20. The learned First Appellant Court has also after careful consideration inter alia held has under:
and postal documents/reports as Ex.PW-1/3 to Ex.PW-1/5. He has been duly cross-examined in detail by the Ld. Counsel for appellant. Despite detailed cross-examination, nothing could be extracted which may be considered against the case of the plaintiff. The claim of the plaintiff has beer corroborated by the PW-2 who is a witness from bank who proved that a sum of Rs. 2.[4] lakhs was credited in the account of defendant by way of RTGS. He tendered the statement of account Ex.PW-2/1.
12 The testimonies of PW-1 & PW-2 have discharged the initial onus lying on the plaintiff. So far as the case/defense of the defendant/appellant is concerned, no cogent evidence has been brought on record by the defendant in this regard. The case of the defendant is that the plaintiff has purchased a flat from defendant and a sale deed was executed by the defendant in the name of wife of plaintiff. Further that plaintiff instead of giving the payment of said transaction filed the present false case against the defendant. At the time of trial, the defendant has not been able to connect the alleged transaction of sale and purchase of flat with the present transaction as claimed in the plaint by the plaintiff. During his cross-examination, the defendant has admitted that he had received the sale consideration of Rs. 25.20 lakhs from the plaintiff. Since, it is admitted by the defendant that the sale deed was executed in the name of wife of the plaintiff and he has received the whole sale consideration, the defense taken by the defendant stands disproved.
13. The Ld. Trial court has properly dealt with the issue NO. 1 relating to the entitlement of the plaintiff qua recovery of suit amount with interest. I do not find any infirmity in the observations given by the Id. Trial court while deciding the issue no. 1 in favour of the plaintiff.
14. So far as issue no. 2 is concerned, the same is regarding want of cause of action. The issue of cause of action is inherent in the entitlement of the plaintiff for recovery of suit amount. Otherwise also, the defendant/applicant has failed to bring on record any cogent material to show that there is no cause of action for filing of the present suit. Sc. I am in agreement with the findings of the Ld. Trial court on issue no. 2 as well which has been decided in favour of the plaintiff.

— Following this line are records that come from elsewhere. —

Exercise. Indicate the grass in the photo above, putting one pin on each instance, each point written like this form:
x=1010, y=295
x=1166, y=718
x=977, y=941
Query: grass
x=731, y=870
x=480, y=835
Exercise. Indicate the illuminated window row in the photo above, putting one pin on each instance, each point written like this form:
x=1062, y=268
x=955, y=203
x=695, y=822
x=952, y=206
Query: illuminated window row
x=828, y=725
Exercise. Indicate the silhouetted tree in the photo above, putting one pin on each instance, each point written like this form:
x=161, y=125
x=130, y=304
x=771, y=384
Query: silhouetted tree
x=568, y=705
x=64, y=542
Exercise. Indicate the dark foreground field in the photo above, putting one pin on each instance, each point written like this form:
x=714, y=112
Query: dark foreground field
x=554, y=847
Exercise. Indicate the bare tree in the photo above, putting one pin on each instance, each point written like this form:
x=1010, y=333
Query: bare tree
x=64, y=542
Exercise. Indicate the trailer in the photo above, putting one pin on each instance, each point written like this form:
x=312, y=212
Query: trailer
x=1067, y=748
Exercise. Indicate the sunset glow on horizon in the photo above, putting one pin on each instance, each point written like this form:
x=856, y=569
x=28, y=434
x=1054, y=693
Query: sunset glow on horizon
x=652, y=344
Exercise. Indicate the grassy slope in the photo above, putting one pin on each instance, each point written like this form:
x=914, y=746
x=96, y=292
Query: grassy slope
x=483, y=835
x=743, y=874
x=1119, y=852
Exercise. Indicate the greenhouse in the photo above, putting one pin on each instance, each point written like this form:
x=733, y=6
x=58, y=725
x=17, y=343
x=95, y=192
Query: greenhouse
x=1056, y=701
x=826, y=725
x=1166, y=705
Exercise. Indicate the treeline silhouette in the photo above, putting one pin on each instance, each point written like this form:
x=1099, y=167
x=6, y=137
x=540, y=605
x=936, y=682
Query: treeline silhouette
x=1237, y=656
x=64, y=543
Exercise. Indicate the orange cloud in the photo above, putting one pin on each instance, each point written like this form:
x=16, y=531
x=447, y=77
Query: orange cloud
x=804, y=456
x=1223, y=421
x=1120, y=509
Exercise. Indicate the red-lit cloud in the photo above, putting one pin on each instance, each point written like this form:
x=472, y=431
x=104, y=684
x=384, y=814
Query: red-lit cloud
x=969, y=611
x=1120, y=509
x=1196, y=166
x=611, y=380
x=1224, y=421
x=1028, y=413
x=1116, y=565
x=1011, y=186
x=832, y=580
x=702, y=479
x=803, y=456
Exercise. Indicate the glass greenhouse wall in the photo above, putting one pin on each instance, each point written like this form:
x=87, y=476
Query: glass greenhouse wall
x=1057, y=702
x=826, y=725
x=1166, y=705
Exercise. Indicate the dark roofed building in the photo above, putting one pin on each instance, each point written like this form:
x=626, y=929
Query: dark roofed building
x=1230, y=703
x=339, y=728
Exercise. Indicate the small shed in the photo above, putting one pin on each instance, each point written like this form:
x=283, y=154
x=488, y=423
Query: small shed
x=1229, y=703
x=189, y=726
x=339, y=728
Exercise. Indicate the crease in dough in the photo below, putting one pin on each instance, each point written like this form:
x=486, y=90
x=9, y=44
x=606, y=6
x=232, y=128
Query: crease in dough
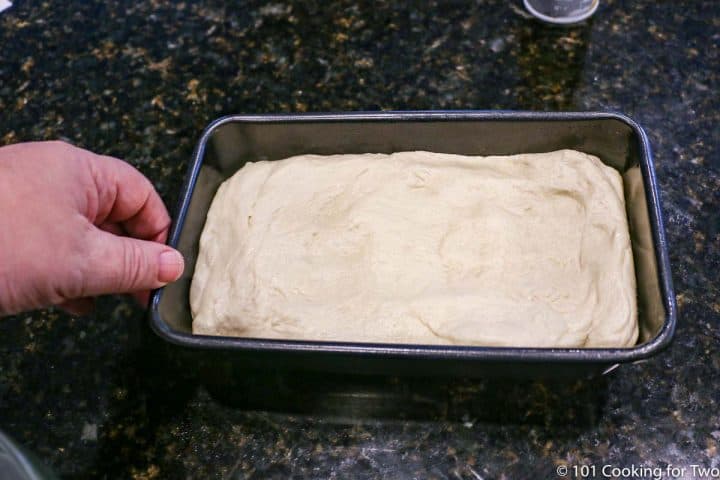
x=420, y=247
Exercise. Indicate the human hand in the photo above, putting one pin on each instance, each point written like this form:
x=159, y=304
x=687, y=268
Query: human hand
x=74, y=225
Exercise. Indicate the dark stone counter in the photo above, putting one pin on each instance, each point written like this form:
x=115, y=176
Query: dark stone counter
x=93, y=396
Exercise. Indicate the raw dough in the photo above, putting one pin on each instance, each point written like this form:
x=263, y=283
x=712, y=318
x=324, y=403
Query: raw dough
x=419, y=247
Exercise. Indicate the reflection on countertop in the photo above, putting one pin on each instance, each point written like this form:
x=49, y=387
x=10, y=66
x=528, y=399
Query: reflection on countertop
x=97, y=396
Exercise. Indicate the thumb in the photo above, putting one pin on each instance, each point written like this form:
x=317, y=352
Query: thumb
x=122, y=264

15. In view of above observations, the appeal filed by the appellant is found to be devoid of merits and same is accordingly dismissed.”

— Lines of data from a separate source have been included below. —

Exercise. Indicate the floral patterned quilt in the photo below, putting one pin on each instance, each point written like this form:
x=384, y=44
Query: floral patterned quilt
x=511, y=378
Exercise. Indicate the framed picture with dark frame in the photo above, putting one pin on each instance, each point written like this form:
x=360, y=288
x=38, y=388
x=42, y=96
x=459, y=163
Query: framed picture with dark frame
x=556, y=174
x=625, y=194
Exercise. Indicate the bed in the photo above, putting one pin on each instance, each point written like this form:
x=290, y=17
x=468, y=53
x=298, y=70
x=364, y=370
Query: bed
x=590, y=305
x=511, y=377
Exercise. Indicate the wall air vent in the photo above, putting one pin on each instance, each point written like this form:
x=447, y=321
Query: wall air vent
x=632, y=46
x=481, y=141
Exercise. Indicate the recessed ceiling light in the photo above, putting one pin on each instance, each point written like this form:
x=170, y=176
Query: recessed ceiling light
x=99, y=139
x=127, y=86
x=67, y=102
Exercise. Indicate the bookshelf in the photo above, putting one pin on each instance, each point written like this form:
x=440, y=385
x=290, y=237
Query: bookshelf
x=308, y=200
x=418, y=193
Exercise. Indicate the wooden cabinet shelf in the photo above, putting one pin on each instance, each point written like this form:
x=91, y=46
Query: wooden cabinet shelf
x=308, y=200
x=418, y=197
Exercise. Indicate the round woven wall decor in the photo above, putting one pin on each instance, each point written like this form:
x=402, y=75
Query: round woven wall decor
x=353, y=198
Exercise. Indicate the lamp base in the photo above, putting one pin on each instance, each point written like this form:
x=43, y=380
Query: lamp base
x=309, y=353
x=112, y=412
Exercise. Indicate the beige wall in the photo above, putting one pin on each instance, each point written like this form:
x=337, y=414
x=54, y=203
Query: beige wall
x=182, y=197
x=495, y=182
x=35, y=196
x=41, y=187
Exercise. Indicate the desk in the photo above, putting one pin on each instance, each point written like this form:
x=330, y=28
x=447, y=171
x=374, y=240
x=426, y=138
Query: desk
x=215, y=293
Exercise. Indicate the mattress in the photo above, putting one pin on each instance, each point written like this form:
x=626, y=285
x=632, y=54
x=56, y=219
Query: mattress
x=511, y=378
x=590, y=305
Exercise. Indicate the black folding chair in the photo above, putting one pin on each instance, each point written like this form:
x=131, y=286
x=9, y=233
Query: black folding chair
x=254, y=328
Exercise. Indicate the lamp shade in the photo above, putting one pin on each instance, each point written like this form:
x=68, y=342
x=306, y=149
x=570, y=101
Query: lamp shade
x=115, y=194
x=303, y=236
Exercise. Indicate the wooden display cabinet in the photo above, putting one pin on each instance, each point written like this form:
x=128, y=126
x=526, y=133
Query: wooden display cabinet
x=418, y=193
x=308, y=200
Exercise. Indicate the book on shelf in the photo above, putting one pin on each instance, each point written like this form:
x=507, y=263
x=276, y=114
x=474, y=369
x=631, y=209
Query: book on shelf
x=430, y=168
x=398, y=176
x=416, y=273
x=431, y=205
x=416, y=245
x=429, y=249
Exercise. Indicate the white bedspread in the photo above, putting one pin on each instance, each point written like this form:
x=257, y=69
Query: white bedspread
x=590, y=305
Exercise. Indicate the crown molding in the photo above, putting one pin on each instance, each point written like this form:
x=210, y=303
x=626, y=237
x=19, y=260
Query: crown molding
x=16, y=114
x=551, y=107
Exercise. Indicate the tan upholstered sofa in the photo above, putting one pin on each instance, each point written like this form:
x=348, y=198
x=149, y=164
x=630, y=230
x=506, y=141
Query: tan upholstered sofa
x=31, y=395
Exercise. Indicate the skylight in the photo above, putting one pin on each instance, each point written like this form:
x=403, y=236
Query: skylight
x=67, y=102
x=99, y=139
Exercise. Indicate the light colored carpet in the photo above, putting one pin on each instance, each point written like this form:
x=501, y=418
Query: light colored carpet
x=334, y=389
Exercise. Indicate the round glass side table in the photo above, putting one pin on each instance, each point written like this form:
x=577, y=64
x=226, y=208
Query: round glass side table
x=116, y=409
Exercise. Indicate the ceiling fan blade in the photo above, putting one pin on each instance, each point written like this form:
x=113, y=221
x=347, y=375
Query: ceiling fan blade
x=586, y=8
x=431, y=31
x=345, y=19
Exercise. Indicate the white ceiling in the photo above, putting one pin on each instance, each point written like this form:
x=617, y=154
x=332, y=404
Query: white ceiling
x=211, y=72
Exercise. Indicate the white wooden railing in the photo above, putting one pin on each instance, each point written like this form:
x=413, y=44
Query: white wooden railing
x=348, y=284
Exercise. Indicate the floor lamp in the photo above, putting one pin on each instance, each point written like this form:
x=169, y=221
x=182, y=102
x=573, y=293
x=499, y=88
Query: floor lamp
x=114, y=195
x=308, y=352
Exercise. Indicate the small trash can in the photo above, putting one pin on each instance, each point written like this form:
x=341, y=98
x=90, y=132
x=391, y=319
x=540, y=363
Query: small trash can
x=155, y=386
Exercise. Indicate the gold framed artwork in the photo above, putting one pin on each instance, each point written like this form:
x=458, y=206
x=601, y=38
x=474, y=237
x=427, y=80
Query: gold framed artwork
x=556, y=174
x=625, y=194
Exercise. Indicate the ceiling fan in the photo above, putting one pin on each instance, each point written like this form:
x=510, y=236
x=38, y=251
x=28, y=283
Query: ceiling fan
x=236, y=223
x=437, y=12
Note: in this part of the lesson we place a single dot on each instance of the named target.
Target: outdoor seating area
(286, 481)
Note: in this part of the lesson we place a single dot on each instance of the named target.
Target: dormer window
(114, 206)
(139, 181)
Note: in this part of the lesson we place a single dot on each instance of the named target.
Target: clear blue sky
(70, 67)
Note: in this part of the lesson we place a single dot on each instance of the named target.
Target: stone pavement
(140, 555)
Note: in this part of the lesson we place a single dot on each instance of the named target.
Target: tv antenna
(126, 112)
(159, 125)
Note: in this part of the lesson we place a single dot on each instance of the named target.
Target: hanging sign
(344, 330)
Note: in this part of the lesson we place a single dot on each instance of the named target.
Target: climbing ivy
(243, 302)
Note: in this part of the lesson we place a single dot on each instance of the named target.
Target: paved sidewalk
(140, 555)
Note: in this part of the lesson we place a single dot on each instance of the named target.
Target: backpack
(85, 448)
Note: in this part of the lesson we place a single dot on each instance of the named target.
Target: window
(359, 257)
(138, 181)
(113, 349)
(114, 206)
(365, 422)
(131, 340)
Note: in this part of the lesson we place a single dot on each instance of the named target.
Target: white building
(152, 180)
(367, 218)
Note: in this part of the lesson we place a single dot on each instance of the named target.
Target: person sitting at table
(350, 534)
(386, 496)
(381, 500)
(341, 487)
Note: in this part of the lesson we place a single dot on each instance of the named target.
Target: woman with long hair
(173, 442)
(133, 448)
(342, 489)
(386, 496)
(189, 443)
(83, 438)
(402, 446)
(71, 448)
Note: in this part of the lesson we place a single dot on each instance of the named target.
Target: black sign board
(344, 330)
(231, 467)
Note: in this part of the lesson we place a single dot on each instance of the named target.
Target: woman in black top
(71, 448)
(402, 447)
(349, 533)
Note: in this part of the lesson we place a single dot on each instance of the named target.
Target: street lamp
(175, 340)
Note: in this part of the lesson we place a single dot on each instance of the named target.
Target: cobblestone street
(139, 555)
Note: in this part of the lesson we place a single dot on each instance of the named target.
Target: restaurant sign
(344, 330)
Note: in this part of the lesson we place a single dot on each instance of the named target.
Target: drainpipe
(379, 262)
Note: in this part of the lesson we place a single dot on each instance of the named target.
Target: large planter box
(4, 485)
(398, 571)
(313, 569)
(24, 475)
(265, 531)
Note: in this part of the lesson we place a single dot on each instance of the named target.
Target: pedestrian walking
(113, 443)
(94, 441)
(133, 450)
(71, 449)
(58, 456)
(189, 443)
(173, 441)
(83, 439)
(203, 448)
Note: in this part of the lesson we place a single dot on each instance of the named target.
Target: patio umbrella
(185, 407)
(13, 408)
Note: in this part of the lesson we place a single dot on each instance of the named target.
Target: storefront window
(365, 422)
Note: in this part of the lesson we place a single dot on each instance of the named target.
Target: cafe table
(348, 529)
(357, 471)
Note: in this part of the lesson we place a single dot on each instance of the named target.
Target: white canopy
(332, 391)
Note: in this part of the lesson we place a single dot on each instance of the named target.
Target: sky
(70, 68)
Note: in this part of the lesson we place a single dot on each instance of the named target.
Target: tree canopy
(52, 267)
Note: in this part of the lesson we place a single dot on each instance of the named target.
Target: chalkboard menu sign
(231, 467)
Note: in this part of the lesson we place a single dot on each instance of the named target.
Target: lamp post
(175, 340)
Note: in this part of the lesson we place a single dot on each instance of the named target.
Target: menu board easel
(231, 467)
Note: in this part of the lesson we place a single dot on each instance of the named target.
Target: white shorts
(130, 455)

21. The bare perusal of finding of learned Trial Court and learned First Appellate Court makes it explicitly clear that both the Courts have duly and methodically considered the material and evidence on record. All the factual findings are based on material on record. There is no perversity at all. The appellant has also failed to raise any substantial question of law. In view of the above, the present appeal along with pending applications stands dismissed.